Irish Bingo Lingo

This week I had my third lunchtime Irish language class during which, among a few other things, we learned about numbers (just 1-10 so far). After some practice in pronunciation, we then had some practice in comprehension by playing Bingo in Irish. Out of interest I’ve put up the Irish numbers along with their counterparts in Welsh for reasons which will become clear:

The first thing to note is the presence of the particle “a” in front of the number in Irish. This is a consequence of something I didn’t know about before taking this course. In Irish there are different ways of using numbers depending on whether you’re using them just as numbers (in which case you put the “a” in front) or if you’re using them to denote a quantity of things or people (in which cases you don’t put the “a” in front but have to use a particular grammatical construction involving the thing being counted). Numbers in Irish are not used simply as adjectives, as in for example English. That’s not how it works in any other language I know. So far we haven’t been taught about these other counting systems so I can’t say any more.

The second thing concerns the similarity of these numbers to those in many other European languages, which is not surprising since they share an Indo-European origin. Integers are such basic things that they are embedded at a very deep level in languages. The Irish numbers resemble those in French particularly strongly. This may be a consequence of modern Irish being influenced by Norman French or may just be evidence of the common root.

Notice the comparison with Welsh, however, which gives very clear evidence of the ancient mutation that led to the distinct language branches of p-Celtic and q-Celtic. Look at the number 4. In Irish, this is a ceathair (which is pronounced “a ka-hir”; the t is weakened by the following h) which resembles the French quatre. There is no q in the standard Irish alphabet but the sound is similar. In Welsh we have pedwar which, apart from the initial letter being a “p”, is structurally similar to the Irish version. A similar change in initial consonant happens with the number five.

Anyway I’m enjoying learning Irish. It’s a very interesting challenge. In the rest of the class we learned how to answer questions like What is your name (Cad is ainm duit?) followed by an exercise in giving names to celebrities shown in photographs. I firmly established my status as the Old Fogey of the class in this part, by being unable to identify a person called Shakira who, I’m told, is a popular vocal artiste of some sort.

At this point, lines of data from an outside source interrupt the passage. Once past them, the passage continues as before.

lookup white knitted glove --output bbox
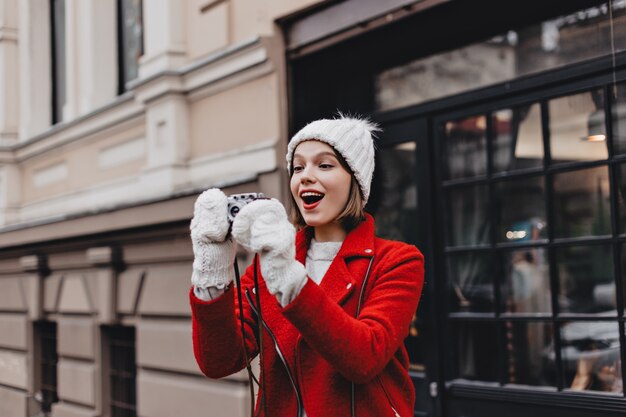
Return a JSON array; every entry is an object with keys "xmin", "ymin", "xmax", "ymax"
[
  {"xmin": 190, "ymin": 188, "xmax": 237, "ymax": 292},
  {"xmin": 232, "ymin": 199, "xmax": 307, "ymax": 307}
]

8 Responses to “Irish Bingo Lingo”

  1. Dipak Munshi's avatar
    Dipak Munshi Says:

    In Hindi or Bengali they are:
    Ek, Do, Tin, Char, Panch, Chai, Saat, Aast, Nau, Das.
    In all North Indian languages (as well as in other branches of Indo-Europian language family) they are very similar.

  2. telescoper's avatar
    telescoper Says:

    My point is that’s not what happens in Irish. If you want to specificy the number three you say “a trí” if you want to say, e.g., three boats you don’t just stick a “trí” in front of the plural word for boats. In fact you say “trí bhád” which involves using the singular word for boat “bád” but mutating the initial consonant to indicate its grammatical position. It’s a bit like “three of boat”. The number is not simply used as an adjective in such a case.

    • telescoper's avatar
      telescoper Says:

      The particle “a” is not an article: “a haon” does not mean “the one”. A particle is basically a word that doesn’t fit into the most common categories of words. The same particle is used in Irish to introduce the vocative case where it is identical to the archaic English form “O” found in old verses.

  3. telescoper's avatar
    telescoper Says:

    It seems to me that the English “four” and German “vier” and equivalents in other Germanic languages are a bit anomalous in this context.

    • Jonivar Skullerud's avatar
      Jonivar Skullerud Says:

      Not at all, the f in four and five is just a softened p is it not?
      The anomaly must be the slavonic languages, with variations on “chetyr” for four?

  4. Darach Watson's avatar
    Darach Watson Says:

    Perhaps you can take over some of the Raidió na Gaeltachta interviews for me soon, a Pheadair a chroí!

  5. The number system (in full detail) is probably one of the more complex areas of the language, as all the dialects diverged in various ways retaining different elements of the Classical grammar.

    If you find it interesting the “a” is the same as the feminine possessive. So “a trí” originally meant “her three”. That’s not how it would be intuitively understand by a native speaker today, but it’s the idiom it grew out of in the early Medieval period.